Читаем Куда пропали снегири? полностью

В конце концов меня это начинало раздражать. Ворвалась в мою жизнь, назначила встречу у метро «Тургеневская», опоздала, я прождала двадцать минут, и вместо элементарного чувства вины — напор, и ничего, кроме напора. Говорит со мной начальственным тоном с какой-то установкой на мою от неё зависимость. По какому праву? Ну и что, что бывшие соседи? Она давно переехала с мужем в новый район, общение перешло на уровень вежливости: поздравить с Новым годом, позво­нить и узнать, все ли здоровы, иногда под настроение поговорить «за жизнь». Так нет, позвонила чуть свет: «Жду тебя у "Тургеневской" - неотложное дело».

-   Я слушаю тебя, Ира, только, пожалуйста, объяс­ни всё толком.

-   Если толком, то надо рассказывать долго и в под­робностях. А у меня на это времени нет.

-   Ну хорошо, что ты от меня хочешь?

-   Я хочу, чтобы мы с тобой в эту субботу поехали на дачу к одной общей знакомой. Дача далеко, а пото­му с ночёвкой. Уедем в пятницу вечером, переночуем, а в субботу вечером домой. Знакомую зовут Лена. Помнишь, как-то была у нас в гостях - высокая, пол­ная, Леной зовут, парикмахерша из салона?

-   Помню Лену. Только у неё дачи нет, она вообще с мужем в Америку укатила уже два года назад.

-   Ну и ладно, кто это знает? Мы едем к Лене на да­чу. С ночёвкой.

Потихоньку начинаю прозревать. Мы не едем на дачу, а вроде как едем. Меня берут в сообщники. Со мной хотят договориться.

-   Костя? Я ему должна позвонить и всё сказать?

-   Да не надо звонить. Вот именно - не звони. А то мы на даче, а ты звонишь: "Костя, позови Иру..." По­лучится накладка.

Теперь мне уже всё понятно. Ира закрутила какой-то роман, она хочет вырваться на свободу из-под муж­ниной опеки. А я должна затаиться, не звонить, не на­портить. Она, Ира, со мной на даче.

Ничего мне это не стоило. Ира смотрела на меня твёрдым немигающим взглядом. Она будто не об одолжении просила, а приказывала, требовала. И я для самой себя неожиданно сказала:

-   Нет. Не могу. Обойдись, пожалуйста, без меня. Врать не буду.

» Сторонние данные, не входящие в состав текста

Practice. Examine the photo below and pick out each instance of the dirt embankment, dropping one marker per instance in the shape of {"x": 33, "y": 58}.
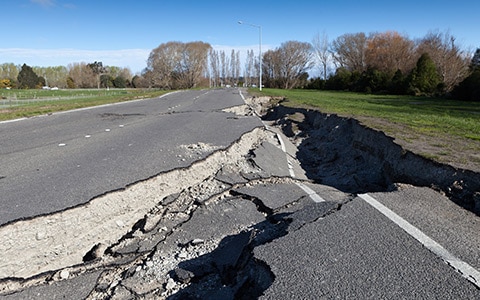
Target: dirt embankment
{"x": 343, "y": 153}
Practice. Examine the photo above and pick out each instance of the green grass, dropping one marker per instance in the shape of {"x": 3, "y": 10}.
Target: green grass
{"x": 27, "y": 103}
{"x": 421, "y": 115}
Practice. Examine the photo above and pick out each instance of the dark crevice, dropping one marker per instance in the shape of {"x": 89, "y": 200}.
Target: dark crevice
{"x": 342, "y": 153}
{"x": 261, "y": 207}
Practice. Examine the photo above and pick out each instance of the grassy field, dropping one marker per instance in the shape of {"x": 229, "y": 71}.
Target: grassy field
{"x": 444, "y": 130}
{"x": 26, "y": 103}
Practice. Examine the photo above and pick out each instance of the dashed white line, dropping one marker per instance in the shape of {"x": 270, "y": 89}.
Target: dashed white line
{"x": 311, "y": 193}
{"x": 467, "y": 271}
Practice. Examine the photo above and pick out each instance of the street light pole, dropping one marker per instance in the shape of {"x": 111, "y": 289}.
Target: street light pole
{"x": 259, "y": 48}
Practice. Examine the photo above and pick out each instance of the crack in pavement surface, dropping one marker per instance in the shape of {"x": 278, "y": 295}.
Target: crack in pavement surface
{"x": 197, "y": 232}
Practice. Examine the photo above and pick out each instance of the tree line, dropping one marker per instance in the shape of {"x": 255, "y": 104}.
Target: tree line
{"x": 389, "y": 62}
{"x": 382, "y": 62}
{"x": 75, "y": 75}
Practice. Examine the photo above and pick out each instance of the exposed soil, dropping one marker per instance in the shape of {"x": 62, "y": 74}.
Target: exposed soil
{"x": 153, "y": 239}
{"x": 343, "y": 153}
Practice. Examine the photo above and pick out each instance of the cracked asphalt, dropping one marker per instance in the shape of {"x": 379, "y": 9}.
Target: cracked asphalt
{"x": 227, "y": 215}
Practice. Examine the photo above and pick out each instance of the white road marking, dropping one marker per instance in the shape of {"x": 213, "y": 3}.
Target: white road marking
{"x": 467, "y": 271}
{"x": 311, "y": 193}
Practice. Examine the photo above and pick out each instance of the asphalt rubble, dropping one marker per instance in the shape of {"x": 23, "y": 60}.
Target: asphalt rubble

Вот на это она не рассчитывала. Да и я, честно ска­зать, тоже. Упрямство моё было скорее всего от её на­пора. Вот если бы попросила, поуговаривала...

-   Не можешь? Врать не хочешь? Конечно, враньё дело низкое, только такие, как я, могут врать. Прости, что побеспокоила. До свиданья.

Пошла, не оглядываясь. Как я жалела потом о сво­ей «принципиальности». Хотела позвонить, повинить­ся, но теперь уже и боялась напортить. А вдруг мы всё-таки на даче у Лены? Вдруг Ира поторопилась и сказала Косте о нашем отъезде до моего согласия?

Прошло время. Много времени. Мы разошлись, мы теперь уже не звонили друг другу. Женские пустяко­вые конфликты имеют склонность к долголетию. И вдруг - звонок:

-   Это я, Ира. У меня юбилей, приглашаю. Костя то­же будет рад.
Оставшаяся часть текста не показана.